Once the green stone birds must have stood in a circle, facing inwards like the granite columns of Stonehenge, and the gold had probably formed some part of the offerings and sacrifices made to them. Whoever had thrown down the statues had scattered and trampled the sacrifice, and time had corroded all except that lovely yellow incorruptible metal.

Within ten days of first hacking away the undergrowth that choked the inner courtyard, the temple yard, as Zouga called it, they had gleaned over fifty pounds weight of native gold, and the interior of the stone courtyard had been gutted, the earth rutted and harrowed as though a troop of wild bush pig had rooted it out.

Then Zouga turned his full attention to the twin towers. He measured them around the base, over a hundred paces, and inspected each joint in the masonry for a secret opening. There was none, so he built a rickety ladder of raw timber and bark rope and risking neck and limb reached the top of the tallest tower. From this vantage point he could look down into the roofless passageways and courtyards of the city. It was a maze, all of it choked with growth – but there was no other part as promising as the temple courtyard of the bird statues.

He turned his attention back to the tower on which he stood. There was again no sign of a secret opening, although he searched diligently for one. It puzzled him that the ancient architect would have built such a solid structure with no apparent use or motive, and the possibility occurred to him that it might be a sealed treasure house, built around an inner chamber.

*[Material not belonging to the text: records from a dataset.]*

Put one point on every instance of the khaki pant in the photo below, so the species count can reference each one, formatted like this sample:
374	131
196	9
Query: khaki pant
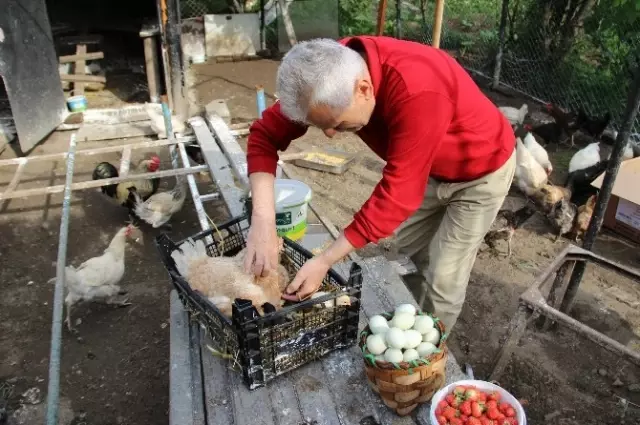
442	238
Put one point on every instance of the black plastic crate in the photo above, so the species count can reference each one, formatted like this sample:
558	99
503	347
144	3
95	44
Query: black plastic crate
267	346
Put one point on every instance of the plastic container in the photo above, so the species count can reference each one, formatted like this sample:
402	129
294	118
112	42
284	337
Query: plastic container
77	103
264	347
292	202
481	385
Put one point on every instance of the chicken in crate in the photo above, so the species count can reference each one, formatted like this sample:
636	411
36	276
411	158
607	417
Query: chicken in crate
246	318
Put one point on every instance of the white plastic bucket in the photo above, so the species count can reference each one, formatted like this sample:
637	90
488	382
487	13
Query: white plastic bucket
481	385
292	201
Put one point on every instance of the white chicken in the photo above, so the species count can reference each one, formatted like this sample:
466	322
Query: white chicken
529	175
538	152
514	115
97	278
154	110
223	279
158	209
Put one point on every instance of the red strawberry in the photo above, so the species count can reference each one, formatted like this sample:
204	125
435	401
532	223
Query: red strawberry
471	394
465	408
459	390
449	412
493	413
494	396
476	410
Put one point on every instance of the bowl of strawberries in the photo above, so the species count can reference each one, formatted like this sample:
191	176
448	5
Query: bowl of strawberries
474	402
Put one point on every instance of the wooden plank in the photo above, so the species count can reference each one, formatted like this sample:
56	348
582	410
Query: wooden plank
217	396
83	78
250	407
94	132
13	183
80	39
97	183
219	167
181	390
125	162
84	56
227	142
79	69
96	151
197	400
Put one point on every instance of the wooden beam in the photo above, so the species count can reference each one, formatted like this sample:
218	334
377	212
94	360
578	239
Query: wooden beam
96	151
437	24
102	182
86	56
382	11
83	78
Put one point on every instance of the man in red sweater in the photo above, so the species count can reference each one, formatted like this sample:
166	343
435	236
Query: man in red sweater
449	152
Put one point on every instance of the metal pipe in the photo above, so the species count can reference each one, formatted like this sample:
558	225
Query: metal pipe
175	57
53	390
261	102
633	102
501	40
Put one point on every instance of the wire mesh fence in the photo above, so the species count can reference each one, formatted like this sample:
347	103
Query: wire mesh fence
575	54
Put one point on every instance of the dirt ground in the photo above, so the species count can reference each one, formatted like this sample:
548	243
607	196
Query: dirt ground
565	379
116	370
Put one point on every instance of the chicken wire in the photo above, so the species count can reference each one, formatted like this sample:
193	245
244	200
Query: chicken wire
588	68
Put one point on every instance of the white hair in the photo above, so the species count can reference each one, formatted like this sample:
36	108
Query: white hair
317	72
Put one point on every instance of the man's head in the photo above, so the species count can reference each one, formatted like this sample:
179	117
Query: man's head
327	85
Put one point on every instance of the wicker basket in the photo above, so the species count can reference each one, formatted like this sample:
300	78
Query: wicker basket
403	386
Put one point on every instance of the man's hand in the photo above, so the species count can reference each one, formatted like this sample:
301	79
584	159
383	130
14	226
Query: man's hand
262	246
309	278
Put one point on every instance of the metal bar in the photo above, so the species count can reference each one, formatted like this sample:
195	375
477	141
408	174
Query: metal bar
102	182
209	197
14	181
504	14
125	162
633	102
53	391
582	329
96	151
85	56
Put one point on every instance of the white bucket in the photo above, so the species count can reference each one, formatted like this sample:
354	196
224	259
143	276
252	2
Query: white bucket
292	201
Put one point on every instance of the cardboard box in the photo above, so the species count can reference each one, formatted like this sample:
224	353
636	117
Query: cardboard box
623	211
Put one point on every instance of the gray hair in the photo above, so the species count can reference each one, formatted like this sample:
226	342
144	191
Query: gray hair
317	72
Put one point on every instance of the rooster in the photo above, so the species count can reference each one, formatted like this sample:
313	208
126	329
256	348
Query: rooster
98	277
158	209
223	279
122	192
505	225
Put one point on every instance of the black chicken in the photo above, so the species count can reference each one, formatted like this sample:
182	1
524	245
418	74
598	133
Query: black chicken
505	225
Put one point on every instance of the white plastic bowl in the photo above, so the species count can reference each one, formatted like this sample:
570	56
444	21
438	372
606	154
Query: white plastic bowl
481	385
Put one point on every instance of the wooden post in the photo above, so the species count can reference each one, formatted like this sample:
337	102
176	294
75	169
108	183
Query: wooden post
382	11
152	68
437	24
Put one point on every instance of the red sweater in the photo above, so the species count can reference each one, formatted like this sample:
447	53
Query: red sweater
430	119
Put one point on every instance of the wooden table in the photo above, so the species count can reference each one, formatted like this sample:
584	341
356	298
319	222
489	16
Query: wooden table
330	391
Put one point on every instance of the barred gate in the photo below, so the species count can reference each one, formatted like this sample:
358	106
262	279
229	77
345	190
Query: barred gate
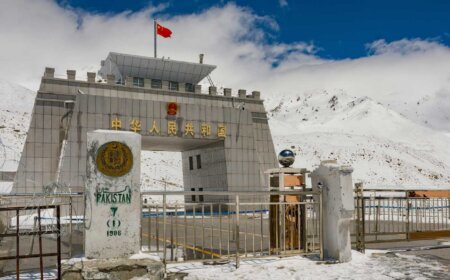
229	229
383	215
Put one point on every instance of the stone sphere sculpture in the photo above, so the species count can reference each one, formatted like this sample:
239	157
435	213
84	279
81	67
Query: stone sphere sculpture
286	158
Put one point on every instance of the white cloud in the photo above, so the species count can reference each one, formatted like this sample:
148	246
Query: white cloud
283	3
35	34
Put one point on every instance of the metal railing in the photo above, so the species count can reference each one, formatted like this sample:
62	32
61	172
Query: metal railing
40	231
235	225
397	215
219	226
49	218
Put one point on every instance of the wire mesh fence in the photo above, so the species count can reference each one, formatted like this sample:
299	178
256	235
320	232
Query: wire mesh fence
246	225
396	215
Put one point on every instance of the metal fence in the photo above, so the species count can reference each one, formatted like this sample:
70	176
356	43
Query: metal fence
37	226
240	227
218	226
398	215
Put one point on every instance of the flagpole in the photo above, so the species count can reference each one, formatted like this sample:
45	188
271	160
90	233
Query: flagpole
154	31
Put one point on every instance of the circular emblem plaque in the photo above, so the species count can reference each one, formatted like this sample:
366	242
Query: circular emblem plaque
114	159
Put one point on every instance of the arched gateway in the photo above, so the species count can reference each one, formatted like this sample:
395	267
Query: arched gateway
225	140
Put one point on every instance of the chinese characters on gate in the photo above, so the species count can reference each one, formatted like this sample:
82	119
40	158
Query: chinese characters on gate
172	128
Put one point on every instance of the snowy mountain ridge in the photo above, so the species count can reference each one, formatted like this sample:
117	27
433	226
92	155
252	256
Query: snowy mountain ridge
384	147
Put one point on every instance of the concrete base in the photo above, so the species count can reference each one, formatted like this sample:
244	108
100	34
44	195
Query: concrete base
338	207
113	269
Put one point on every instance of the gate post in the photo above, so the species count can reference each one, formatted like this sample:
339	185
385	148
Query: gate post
338	207
360	225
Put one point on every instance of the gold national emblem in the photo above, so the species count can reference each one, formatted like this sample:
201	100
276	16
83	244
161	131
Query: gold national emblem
114	159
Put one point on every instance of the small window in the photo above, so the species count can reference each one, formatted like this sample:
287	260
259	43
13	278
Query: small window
200	197
138	82
156	83
189	87
120	82
193	196
199	162
173	86
191	163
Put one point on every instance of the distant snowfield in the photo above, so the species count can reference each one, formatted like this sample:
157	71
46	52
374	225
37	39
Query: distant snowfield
363	266
385	148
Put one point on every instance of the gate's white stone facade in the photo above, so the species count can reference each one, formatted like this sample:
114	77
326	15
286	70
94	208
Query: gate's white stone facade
225	140
113	204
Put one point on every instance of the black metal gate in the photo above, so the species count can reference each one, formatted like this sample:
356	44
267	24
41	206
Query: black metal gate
17	233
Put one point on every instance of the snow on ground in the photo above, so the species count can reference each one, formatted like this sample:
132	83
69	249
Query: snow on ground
363	266
373	265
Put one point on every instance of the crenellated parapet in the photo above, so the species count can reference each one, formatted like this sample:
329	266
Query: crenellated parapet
159	85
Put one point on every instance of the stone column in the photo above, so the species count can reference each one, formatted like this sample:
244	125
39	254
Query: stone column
113	202
338	206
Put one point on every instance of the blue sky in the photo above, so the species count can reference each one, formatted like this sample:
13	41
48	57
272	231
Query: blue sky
339	29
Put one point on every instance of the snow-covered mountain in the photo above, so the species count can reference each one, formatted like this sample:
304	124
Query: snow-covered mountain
384	147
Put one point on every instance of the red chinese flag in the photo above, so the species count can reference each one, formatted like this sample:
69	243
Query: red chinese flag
163	31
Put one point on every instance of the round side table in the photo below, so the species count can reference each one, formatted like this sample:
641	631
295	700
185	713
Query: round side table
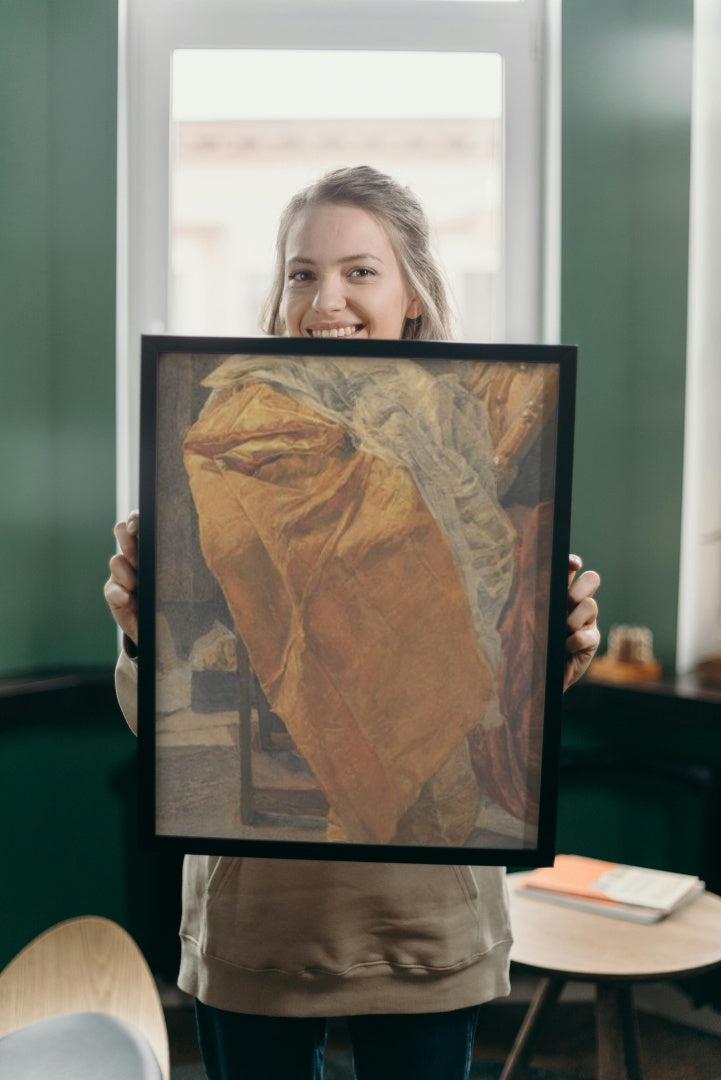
563	944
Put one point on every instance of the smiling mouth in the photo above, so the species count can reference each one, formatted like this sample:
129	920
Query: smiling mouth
336	331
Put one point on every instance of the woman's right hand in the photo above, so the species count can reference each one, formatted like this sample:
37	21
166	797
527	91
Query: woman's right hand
121	588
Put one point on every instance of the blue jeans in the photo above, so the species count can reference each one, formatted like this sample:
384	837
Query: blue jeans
402	1047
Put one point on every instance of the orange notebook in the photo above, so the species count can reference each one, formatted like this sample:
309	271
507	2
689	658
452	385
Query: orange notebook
633	892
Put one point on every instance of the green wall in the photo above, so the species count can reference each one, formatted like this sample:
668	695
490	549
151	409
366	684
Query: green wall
57	308
626	125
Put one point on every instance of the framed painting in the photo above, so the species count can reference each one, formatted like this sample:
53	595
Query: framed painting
353	575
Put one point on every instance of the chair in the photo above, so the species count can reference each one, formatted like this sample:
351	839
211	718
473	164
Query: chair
80	1002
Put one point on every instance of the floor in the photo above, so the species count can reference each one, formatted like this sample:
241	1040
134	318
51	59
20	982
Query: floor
669	1051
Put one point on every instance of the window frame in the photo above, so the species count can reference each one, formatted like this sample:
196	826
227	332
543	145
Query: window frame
526	34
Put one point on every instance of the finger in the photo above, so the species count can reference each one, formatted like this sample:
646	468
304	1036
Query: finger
584	640
575	564
126	535
123	572
585	585
122	607
584	613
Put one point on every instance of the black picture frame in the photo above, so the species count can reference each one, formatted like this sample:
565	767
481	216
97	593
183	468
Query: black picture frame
352	592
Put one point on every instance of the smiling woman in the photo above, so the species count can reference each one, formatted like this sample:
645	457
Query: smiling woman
330	292
353	259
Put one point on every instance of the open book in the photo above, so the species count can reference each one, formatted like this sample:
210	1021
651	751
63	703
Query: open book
614	889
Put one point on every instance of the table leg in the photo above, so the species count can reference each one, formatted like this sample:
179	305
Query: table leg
545	997
616	1031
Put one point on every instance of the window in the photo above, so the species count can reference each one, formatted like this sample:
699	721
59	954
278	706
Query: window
227	107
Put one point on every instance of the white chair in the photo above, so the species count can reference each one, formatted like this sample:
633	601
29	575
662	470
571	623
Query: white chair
80	1002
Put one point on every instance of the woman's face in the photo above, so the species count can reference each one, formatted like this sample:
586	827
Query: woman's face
342	277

The work of trying to penetrate the massive stonework daunted even Zouga, and Jan Cheroot declared the attempt to be madness. But Zouga had exhausted the digging below the tower, and this seemed to be the only fruitful area left to him.

Complaining bitterly, a small team led by Matthew climbed the rickety ladder, and under Zouga's supervision began prising loose the small blocks from the summit of the tower. However, such was the skill and dedication of the original masons that progress in the demolition was painfully slow, and there was a long pause between each crash of one loose block into the courtyard below and the next. It needed three days' unremitting toil to break a jagged aperture through the first layer of dressed blocks and to discover that the interior of the tower consisted merely of a fill of the same grey granite.

Standing beside him on the summit of the tower, Jan Cheroot voiced Zouga's own disappointment.

‘We are wasting our time. It's stone and more stone.' He spat over the side of the tower and watched the speck of phlegm float down into the ransacked courtyard. ‘What we should look for is the place the gold came from.'

Zouga had been so obsessed by his search and plunder of the ruined and deserted city that he had paid no thought to the mines which must lie somewhere beyond the walls. Now he nodded his head thoughtfully.

‘No wonder your mother loved you,' he said. ‘Not only are you beautiful, but you are clever too.'

‘Ja,' Jan Cheroot nodded smugly. ‘Everybody tells me that.'

At that moment a fat weighty drop of rain struck Zouga's forehead, and ran down into his left eyeball so that his vision blurred. The drop was warm as blood, warm as the blood of a man racked by malarial fever.